Joint 70th Rocky Mountain Annual Section / 114th Cordilleran Annual Section Meeting - 2018

Paper No. 75-2
Presentation Time: 1:50 PM

PATTERNS IN CENOZOIC EXTENSION ALONG THE RIO GRANDE RIFT BASIN AND RANGE TRANSITION IN SOUTHERN NEW MEXICO FROM APATITE AND ZIRCON (U-TH)/HE THERMOCHRONOLOGY


RICKETTS, Jason W., Department of Geological Sciences, The University of Texas El Paso, El Paso, TX 79968, BIDDLE, Julian, Department of Geological Sciences, University of Texas El Paso, El Paso, TX 79968 and AMATO, Jeffrey M., Department of Geological Sciences, New Mexico State University, P.O. Box 30001, Las Cruces, NM 88003

In southern New Mexico, the southern Rio Grande rift can be distinguished from the adjacent Basin and Range Province by higher heat flow, deeper Cenozoic basins, and more Quaternary faulting and volcanism. In addition, the Basin and Range has experienced higher strain magnitudes resulting in the development of metamorphic core complexes through 10’s of kilometers of slip along low-angle normal faults, whereas extensional faults in the Rio Grande rift have not accumulated enough slip to expose ductilely-deformed rocks at the surface. Here, we investigate the nature of this boundary using low-temperature thermochronologic methods to explore possible differences in the timing and magnitude of extension.
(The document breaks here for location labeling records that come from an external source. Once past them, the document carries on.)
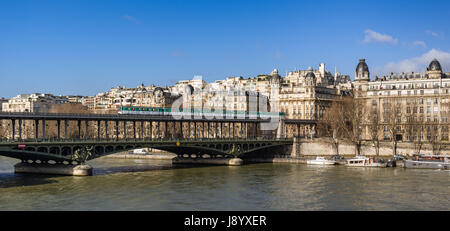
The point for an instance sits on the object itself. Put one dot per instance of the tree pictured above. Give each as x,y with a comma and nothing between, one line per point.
393,120
374,130
332,122
353,121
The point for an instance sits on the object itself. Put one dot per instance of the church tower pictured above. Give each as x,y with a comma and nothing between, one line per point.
362,71
362,78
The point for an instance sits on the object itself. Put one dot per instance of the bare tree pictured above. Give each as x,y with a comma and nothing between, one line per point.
374,129
393,120
331,123
353,109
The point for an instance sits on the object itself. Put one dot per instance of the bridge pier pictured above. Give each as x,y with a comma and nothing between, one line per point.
53,169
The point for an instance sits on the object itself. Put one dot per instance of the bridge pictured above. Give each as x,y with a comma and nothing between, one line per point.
58,139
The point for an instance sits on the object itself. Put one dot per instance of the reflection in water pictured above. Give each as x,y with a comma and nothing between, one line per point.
157,185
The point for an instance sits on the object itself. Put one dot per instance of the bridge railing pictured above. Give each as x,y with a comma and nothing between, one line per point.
55,140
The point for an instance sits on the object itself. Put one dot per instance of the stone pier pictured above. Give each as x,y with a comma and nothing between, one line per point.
54,169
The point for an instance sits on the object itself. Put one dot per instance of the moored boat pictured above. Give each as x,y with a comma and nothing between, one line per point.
321,161
428,162
362,161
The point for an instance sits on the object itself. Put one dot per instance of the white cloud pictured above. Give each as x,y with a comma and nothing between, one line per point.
419,44
434,34
131,19
277,55
178,53
375,37
419,64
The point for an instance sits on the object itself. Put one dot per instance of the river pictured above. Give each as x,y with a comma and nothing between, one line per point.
124,184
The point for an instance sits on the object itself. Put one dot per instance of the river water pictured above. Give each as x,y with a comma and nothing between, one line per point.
124,184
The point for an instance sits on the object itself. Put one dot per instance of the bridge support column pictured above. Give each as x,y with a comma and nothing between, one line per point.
58,122
20,129
65,129
43,129
134,129
54,169
117,130
87,130
106,129
295,148
151,129
280,129
124,129
98,129
13,126
142,130
79,129
195,130
36,127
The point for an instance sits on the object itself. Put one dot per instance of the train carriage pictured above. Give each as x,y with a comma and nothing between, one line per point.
156,111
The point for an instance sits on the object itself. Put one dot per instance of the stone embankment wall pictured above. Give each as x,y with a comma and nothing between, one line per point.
321,146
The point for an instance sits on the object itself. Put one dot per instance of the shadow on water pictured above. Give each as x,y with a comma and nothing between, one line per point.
11,180
142,168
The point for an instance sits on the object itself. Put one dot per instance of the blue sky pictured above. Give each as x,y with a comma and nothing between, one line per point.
88,46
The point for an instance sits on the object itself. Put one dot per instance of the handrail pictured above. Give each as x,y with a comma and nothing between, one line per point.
10,141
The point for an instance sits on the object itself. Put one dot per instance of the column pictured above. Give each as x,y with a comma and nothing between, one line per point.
117,130
13,126
124,129
36,127
20,129
151,129
98,129
87,130
59,128
195,130
106,129
79,129
65,129
158,134
142,129
134,129
43,129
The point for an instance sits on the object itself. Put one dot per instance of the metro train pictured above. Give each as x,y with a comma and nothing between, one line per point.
196,112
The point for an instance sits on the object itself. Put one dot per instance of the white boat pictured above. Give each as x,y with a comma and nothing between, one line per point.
321,161
428,161
362,161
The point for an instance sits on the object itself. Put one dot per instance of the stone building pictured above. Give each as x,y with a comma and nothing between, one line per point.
35,102
2,100
409,106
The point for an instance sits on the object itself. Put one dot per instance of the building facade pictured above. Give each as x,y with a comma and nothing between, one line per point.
408,106
35,102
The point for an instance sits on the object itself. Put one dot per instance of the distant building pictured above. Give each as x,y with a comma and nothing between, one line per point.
36,102
419,102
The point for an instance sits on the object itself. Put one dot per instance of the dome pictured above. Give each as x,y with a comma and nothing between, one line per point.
310,74
362,66
189,89
435,66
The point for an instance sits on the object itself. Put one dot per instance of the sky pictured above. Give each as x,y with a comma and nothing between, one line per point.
83,47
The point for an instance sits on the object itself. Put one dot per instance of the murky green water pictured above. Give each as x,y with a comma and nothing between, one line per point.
155,185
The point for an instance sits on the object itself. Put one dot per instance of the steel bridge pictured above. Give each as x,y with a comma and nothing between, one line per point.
49,137
61,151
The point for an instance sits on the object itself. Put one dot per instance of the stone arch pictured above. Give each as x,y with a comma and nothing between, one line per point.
66,151
99,149
109,149
42,149
55,150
A total of 42 new zircon (U-Th)/He (ZHe) and 23 new apatite (U-Th)/He (AHe) ages were collected from seven mountain ranges across the Rio Grande rift-Basin and Range transition zone in southeastern Arizona, southern New Mexico, and western Texas. AHe ages from the Basin and Range and Rio Grande rift are relatively young and range from 8-26 Ma. In the Basin and Range, ZHe data also show a narrow age range from 21-31 Ma despite large eU values that range from 120-1382 ppm. In contrast, samples from the southern Rio Grande rift yield ZHe ages that range from 19-649 Ma and eU values that range of 56-737 ppm. Forward and inverse modeling using HeFTy software suggests that Cenozoic cooling due to extension in the southeastern Basin and Range was sufficient to exhume rocks from temperatures >200 °C, whereas rocks in the southern Rio Grande rift cooled from maximum temperatures of 160-180 °C. Times of extension in the Basin and Range also preceded extension in the southern rift by several million years. These data provide important constraints on the style of extension in this region when coupled with previous data. For example, basins in the southern Rio Grande rift are up to 3 km deep, whereas basins in the southeastern Basin and Range contain less than 700 m of basin fill. We suggest that these observations are related to a difference in the style of extension in each region. Within the Basin and Range, extensional deformation produced shallow, broad basins and exhumed rocks from relatively deep crustal levels, while within the southern Rio Grande rift extension produced deep basins and exhumed rocks from relatively shallow levels.